I’m not really into disaster movies so while Jason watches the Day of the Triffids I am sidling round the front room keeping my back to the tv. There isn’t a lot of dialogue, most of the sound is snarl, scream, crunch, snarl etc. Doesn’t sound much fun to me, can we watch Midsomer Murders? Also when I catch a glimpse of the screen it seems a tiny bit low budget with lots of dry ice concealing the edges of the sets. The triffids look like big aubergines on top of a cactus.

Amazing how I can review a programme without even watching it isn’t it. Must be the blood of centuries of Jewish mothers flowing through my veins. I saw a good joke in the papers the other day, it was: ‘Four middle aged Jewish ladies were sitting in a restaurant. The maitre d’ came over and asked ‘Is anything alright?’. It’s ok you don’t have to laugh out loud.

Btw I am starting the campaign to make Dougray Scott the next Bond, so rugged, so deliciously Scottish.

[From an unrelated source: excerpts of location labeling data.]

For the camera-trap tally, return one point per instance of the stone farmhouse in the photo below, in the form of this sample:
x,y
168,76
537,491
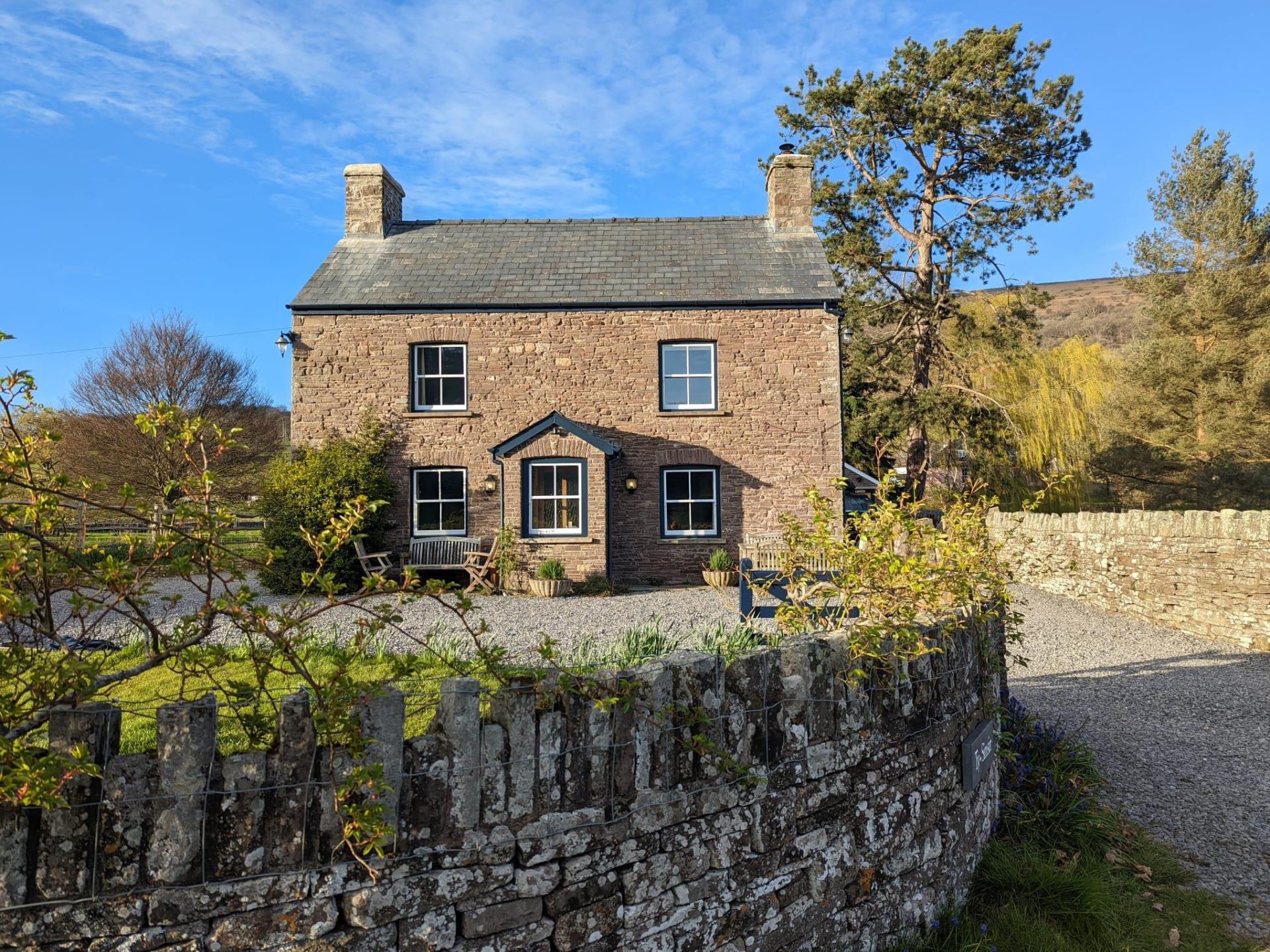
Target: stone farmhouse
x,y
626,393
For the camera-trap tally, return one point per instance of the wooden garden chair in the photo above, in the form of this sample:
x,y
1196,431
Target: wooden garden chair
x,y
482,569
372,563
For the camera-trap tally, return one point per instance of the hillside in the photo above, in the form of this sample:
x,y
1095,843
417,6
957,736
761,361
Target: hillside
x,y
1099,310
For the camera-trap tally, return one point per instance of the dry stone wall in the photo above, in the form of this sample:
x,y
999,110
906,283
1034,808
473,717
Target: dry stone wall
x,y
1205,573
532,825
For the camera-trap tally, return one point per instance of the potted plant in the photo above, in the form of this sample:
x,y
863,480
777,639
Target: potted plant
x,y
719,571
549,580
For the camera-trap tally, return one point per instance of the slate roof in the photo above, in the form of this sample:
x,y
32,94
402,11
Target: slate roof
x,y
553,263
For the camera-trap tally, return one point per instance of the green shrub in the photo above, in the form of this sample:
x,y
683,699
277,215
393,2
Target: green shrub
x,y
550,571
599,584
306,492
720,561
508,560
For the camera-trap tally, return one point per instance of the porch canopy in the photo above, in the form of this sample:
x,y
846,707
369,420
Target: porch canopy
x,y
556,424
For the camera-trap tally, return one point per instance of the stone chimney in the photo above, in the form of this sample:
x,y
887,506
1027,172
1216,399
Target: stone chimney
x,y
372,200
789,192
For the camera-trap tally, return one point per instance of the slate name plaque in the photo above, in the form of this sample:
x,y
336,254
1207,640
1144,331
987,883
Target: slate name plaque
x,y
977,752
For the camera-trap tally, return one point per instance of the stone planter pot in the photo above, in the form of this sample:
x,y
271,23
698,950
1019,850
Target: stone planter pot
x,y
722,580
550,588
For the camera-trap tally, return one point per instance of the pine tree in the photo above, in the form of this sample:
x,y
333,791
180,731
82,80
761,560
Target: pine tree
x,y
1189,422
925,171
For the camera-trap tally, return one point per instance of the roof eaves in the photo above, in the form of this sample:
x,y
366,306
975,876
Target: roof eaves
x,y
662,303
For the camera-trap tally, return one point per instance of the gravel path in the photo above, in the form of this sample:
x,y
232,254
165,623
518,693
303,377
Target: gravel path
x,y
519,621
1181,728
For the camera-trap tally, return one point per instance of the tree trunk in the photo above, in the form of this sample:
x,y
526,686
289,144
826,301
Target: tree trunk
x,y
917,463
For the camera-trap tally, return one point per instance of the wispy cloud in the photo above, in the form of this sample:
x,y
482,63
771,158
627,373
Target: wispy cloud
x,y
22,104
536,103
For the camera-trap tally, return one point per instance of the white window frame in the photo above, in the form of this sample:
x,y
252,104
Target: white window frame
x,y
666,502
418,376
581,496
687,346
414,500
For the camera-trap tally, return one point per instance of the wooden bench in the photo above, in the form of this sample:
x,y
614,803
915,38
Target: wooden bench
x,y
443,553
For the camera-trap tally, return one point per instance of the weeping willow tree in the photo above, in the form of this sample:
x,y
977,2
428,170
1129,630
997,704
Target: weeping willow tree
x,y
1052,397
1047,401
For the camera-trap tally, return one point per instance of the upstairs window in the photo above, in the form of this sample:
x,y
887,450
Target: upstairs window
x,y
690,502
689,376
439,377
440,502
556,498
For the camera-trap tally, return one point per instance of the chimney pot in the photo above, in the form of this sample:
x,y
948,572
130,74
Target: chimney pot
x,y
372,200
789,192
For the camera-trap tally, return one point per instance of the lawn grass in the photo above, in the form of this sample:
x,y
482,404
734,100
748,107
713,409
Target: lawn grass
x,y
1068,875
142,696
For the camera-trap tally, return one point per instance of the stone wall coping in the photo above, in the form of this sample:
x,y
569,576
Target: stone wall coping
x,y
1250,524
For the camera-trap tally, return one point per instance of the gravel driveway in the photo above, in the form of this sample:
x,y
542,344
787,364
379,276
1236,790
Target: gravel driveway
x,y
519,621
1181,728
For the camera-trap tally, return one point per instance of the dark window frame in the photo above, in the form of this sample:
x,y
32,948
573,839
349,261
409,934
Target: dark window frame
x,y
718,502
714,376
415,532
527,502
415,376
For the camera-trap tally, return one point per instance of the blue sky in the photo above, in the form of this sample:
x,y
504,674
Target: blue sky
x,y
187,154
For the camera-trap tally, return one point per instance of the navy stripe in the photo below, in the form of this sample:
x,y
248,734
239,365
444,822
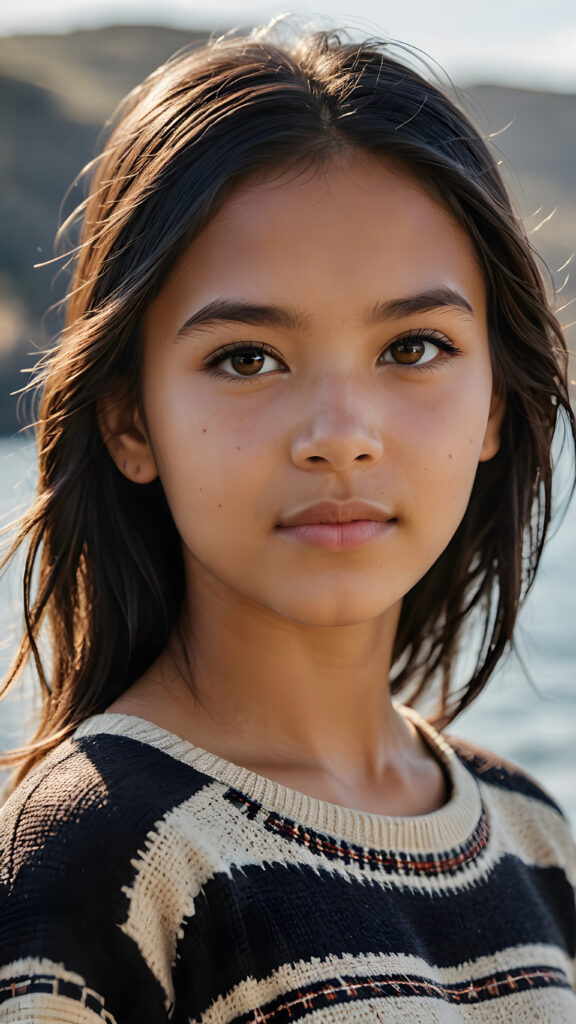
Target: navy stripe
x,y
63,899
298,1003
397,862
253,921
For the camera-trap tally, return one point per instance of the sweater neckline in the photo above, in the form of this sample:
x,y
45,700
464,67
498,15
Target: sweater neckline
x,y
450,826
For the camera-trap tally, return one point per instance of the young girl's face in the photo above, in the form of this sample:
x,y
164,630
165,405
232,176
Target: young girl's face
x,y
323,340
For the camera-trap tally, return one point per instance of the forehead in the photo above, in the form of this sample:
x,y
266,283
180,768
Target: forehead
x,y
353,231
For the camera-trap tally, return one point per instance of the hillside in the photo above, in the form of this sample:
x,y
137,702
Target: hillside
x,y
57,91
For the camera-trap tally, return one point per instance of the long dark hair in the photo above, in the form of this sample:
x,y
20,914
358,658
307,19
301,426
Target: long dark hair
x,y
104,572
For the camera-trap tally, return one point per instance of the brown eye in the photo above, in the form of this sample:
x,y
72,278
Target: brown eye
x,y
417,348
247,361
408,349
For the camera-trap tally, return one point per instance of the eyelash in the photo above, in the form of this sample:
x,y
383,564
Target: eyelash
x,y
439,340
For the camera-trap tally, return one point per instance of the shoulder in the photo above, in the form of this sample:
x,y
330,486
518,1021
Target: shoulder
x,y
90,802
72,840
498,773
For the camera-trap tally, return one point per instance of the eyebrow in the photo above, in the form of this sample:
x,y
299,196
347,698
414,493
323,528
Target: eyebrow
x,y
256,314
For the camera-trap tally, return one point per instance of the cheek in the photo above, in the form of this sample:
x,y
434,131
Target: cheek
x,y
446,442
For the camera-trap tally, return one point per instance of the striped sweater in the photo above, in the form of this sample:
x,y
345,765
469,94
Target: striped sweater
x,y
144,880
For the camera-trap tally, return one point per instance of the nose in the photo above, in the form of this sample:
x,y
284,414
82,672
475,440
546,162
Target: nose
x,y
339,428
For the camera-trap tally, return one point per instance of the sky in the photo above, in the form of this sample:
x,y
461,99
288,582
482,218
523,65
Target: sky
x,y
517,42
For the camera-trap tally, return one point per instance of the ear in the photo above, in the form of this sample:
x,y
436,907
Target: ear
x,y
124,434
491,441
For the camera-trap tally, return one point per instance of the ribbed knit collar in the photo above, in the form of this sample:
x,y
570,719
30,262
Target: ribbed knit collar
x,y
439,832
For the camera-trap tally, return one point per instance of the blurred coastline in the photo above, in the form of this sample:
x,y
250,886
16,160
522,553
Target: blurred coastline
x,y
56,91
530,721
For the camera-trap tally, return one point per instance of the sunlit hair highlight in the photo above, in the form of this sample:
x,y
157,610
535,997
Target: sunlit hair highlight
x,y
104,580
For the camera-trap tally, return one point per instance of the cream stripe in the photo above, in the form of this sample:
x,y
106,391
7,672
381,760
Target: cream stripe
x,y
531,829
250,993
446,827
540,1007
207,835
41,1009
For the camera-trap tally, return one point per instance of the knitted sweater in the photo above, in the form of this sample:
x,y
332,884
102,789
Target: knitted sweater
x,y
144,880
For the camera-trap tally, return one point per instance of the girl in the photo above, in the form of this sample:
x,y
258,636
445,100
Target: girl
x,y
297,430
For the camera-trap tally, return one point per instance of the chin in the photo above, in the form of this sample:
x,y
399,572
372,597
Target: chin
x,y
330,610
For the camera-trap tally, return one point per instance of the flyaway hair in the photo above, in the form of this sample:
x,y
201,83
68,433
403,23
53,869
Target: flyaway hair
x,y
104,580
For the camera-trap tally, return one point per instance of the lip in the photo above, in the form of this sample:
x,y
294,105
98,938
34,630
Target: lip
x,y
337,513
337,526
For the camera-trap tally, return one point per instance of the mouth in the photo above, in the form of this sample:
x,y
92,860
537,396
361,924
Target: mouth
x,y
337,526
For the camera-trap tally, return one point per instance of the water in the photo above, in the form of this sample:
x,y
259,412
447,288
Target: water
x,y
532,723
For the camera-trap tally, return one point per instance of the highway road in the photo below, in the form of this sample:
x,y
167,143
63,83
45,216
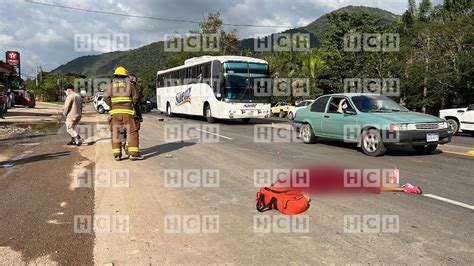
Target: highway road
x,y
141,213
177,224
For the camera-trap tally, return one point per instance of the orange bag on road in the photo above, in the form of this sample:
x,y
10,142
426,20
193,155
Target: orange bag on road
x,y
286,200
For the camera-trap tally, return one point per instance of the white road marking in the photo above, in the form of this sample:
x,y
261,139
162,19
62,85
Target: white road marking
x,y
449,201
212,133
29,144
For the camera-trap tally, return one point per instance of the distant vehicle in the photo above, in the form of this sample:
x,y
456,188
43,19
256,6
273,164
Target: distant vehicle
x,y
460,119
372,121
215,87
146,105
281,109
153,103
100,105
25,97
302,104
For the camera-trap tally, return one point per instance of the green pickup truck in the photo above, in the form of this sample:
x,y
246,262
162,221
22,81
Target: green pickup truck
x,y
373,121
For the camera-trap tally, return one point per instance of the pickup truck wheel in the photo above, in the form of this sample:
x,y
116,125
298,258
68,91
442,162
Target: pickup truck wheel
x,y
454,125
307,134
372,144
101,109
427,149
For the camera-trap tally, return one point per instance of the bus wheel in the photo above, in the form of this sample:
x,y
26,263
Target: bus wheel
x,y
208,114
168,110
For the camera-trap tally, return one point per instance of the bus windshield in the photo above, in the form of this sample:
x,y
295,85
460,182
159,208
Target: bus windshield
x,y
240,78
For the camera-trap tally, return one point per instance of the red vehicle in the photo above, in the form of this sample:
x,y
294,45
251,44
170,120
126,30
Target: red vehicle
x,y
25,97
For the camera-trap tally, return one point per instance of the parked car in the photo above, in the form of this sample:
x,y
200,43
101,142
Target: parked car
x,y
292,111
100,105
373,121
281,109
460,119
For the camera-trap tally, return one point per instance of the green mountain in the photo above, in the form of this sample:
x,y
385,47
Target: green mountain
x,y
151,57
318,28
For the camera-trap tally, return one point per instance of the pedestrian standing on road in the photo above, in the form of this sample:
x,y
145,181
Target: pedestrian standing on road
x,y
122,96
72,111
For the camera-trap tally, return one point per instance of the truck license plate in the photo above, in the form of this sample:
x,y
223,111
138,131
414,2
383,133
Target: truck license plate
x,y
432,137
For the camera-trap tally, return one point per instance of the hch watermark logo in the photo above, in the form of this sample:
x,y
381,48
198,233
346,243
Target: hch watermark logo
x,y
191,224
371,42
188,178
371,224
101,42
297,87
191,133
283,42
285,177
280,224
89,224
192,43
101,178
385,86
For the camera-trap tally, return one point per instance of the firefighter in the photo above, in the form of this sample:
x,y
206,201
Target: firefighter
x,y
121,96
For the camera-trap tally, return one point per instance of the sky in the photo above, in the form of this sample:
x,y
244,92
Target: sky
x,y
50,36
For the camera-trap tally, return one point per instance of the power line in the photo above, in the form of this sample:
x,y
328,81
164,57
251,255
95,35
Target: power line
x,y
154,18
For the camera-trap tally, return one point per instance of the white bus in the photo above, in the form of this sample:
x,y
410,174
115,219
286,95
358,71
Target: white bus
x,y
216,87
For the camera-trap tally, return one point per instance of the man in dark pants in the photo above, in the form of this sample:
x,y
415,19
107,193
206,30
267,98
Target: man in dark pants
x,y
121,96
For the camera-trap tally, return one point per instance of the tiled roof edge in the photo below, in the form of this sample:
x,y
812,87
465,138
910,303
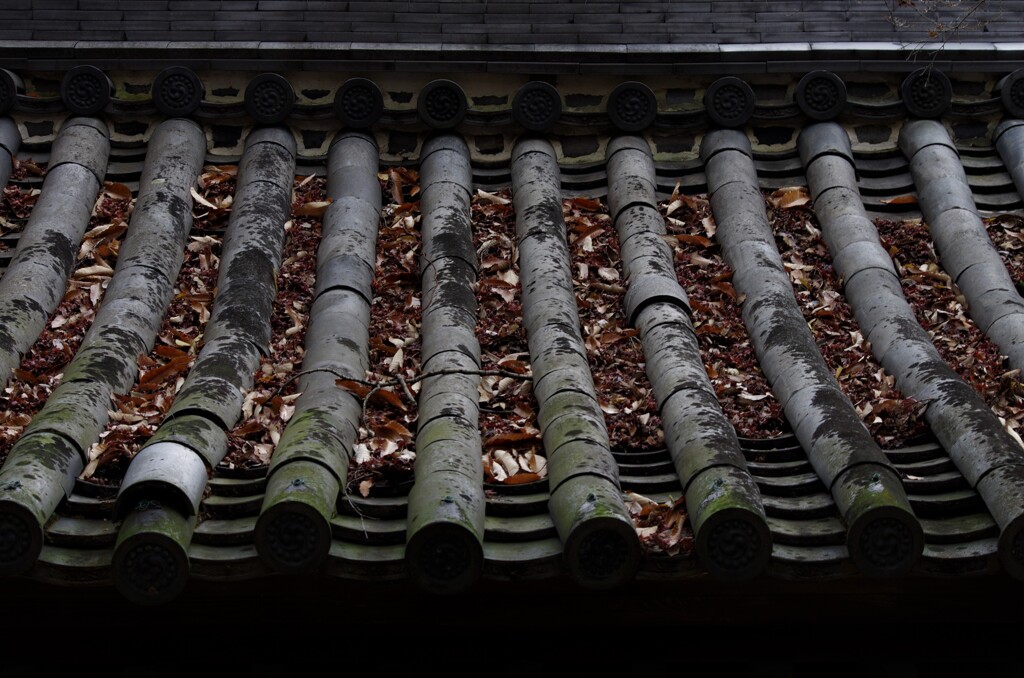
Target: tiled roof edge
x,y
513,58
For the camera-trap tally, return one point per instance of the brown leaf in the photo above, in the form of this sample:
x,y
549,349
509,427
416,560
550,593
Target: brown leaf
x,y
27,376
313,209
116,191
726,289
587,204
392,430
163,373
900,200
516,439
790,197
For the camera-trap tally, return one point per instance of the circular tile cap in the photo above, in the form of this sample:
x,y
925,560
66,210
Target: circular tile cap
x,y
632,107
927,93
537,107
729,101
442,104
358,102
269,98
177,91
821,95
1012,93
86,90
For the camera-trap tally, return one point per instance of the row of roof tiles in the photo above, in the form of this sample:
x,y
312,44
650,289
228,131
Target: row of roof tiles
x,y
536,106
815,503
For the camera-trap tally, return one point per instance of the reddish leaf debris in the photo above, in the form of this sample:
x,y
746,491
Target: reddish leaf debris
x,y
267,406
729,358
892,419
512,446
941,310
664,527
613,348
1007,231
43,365
386,448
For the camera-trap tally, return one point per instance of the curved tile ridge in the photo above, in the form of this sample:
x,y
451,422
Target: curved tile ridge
x,y
601,549
10,141
884,537
164,484
965,249
444,547
44,463
730,528
981,449
310,462
37,277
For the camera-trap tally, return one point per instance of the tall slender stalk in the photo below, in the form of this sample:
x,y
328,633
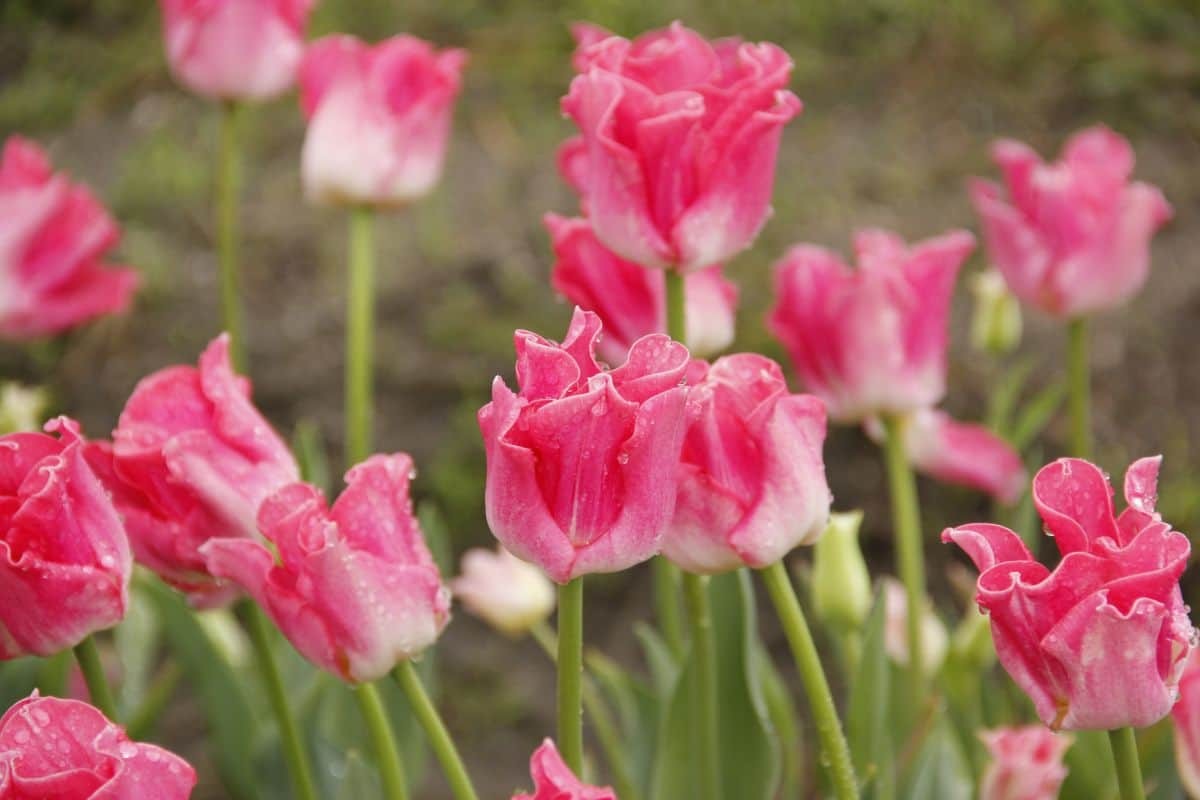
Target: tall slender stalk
x,y
227,204
909,546
1079,378
816,686
359,337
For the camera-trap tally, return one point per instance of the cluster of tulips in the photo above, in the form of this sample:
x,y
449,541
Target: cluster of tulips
x,y
621,445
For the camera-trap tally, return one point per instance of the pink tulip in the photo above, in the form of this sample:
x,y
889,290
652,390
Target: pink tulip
x,y
631,300
676,160
959,452
1071,238
751,476
582,462
353,587
507,593
553,780
64,557
378,118
1099,641
53,234
1026,763
192,459
235,49
66,750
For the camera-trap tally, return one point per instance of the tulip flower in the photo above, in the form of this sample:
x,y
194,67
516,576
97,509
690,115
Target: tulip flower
x,y
378,119
1026,763
630,300
192,459
553,780
751,476
66,750
1098,642
678,138
53,234
581,462
507,593
870,341
1071,238
354,588
235,49
64,558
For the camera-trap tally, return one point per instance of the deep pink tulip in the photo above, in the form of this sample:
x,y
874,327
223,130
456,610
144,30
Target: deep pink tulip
x,y
1026,763
553,780
1071,238
353,587
66,750
235,49
1099,641
378,118
582,462
192,459
53,234
870,341
751,476
64,557
676,160
630,300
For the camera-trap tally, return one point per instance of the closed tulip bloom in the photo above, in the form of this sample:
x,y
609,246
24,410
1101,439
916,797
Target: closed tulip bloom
x,y
678,139
53,235
553,780
64,557
1026,763
191,459
1099,641
870,341
630,300
1073,236
378,119
235,49
353,587
582,462
66,750
507,593
751,475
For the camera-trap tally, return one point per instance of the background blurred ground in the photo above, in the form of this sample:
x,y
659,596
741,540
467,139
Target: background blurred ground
x,y
901,100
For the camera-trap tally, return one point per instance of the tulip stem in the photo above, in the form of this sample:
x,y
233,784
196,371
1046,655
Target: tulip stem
x,y
1125,755
436,729
228,190
1080,389
570,673
703,655
359,334
289,734
909,546
88,656
383,738
825,714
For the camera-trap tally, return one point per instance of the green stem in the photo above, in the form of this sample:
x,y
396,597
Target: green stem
x,y
228,190
703,654
1125,756
94,674
359,334
289,734
436,729
383,738
909,546
1080,389
570,673
808,662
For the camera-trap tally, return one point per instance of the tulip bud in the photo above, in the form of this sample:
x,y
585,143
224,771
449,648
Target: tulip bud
x,y
841,584
996,324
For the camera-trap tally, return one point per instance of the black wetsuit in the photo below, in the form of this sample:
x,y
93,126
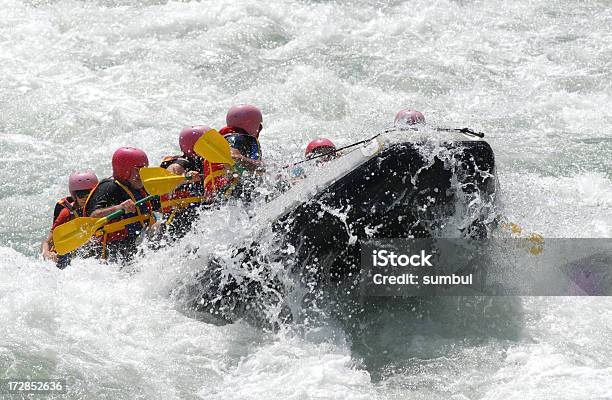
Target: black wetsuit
x,y
109,193
182,219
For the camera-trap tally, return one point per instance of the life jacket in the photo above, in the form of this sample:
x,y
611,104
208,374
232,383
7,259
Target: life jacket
x,y
215,177
68,203
129,225
187,194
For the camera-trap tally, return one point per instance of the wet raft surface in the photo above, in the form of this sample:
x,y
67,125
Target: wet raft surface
x,y
408,190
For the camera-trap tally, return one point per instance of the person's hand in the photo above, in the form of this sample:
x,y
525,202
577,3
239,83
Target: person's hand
x,y
236,156
128,206
50,255
194,176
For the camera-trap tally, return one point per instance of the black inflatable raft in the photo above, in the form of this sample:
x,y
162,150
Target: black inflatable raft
x,y
413,188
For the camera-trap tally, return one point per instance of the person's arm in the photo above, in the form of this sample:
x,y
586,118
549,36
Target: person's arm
x,y
178,169
128,206
46,246
248,163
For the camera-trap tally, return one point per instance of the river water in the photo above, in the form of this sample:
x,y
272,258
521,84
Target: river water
x,y
79,79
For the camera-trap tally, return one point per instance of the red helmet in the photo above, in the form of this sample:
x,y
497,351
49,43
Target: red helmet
x,y
189,136
319,143
81,180
245,116
408,117
125,159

Rose and I had a lovely day despite being barricaded inside by the hideously cold depressing and vile wet weather. We went out on a mercy dash for extra hand wash, and me and Rose both got very cold feet. We spent the day making things with green paint and glitter. The one made from a wrapping paper tube looks like a Triffid actually. Then we had tuna and avocado sandwiches for lunch, oh yes the food of the gods. We made scones after nap time. Rose hit upon a scheme for eating maximum chocolate spread – gnaw off spread with front teeth and ask for more to be applied, continue until the scone is basically just a thin shell and discarded. Then it was a slide down to dinner time (noodles a la peas and pesto) followed by daddy coming home after his jaunt to the pictures to do bath and bed.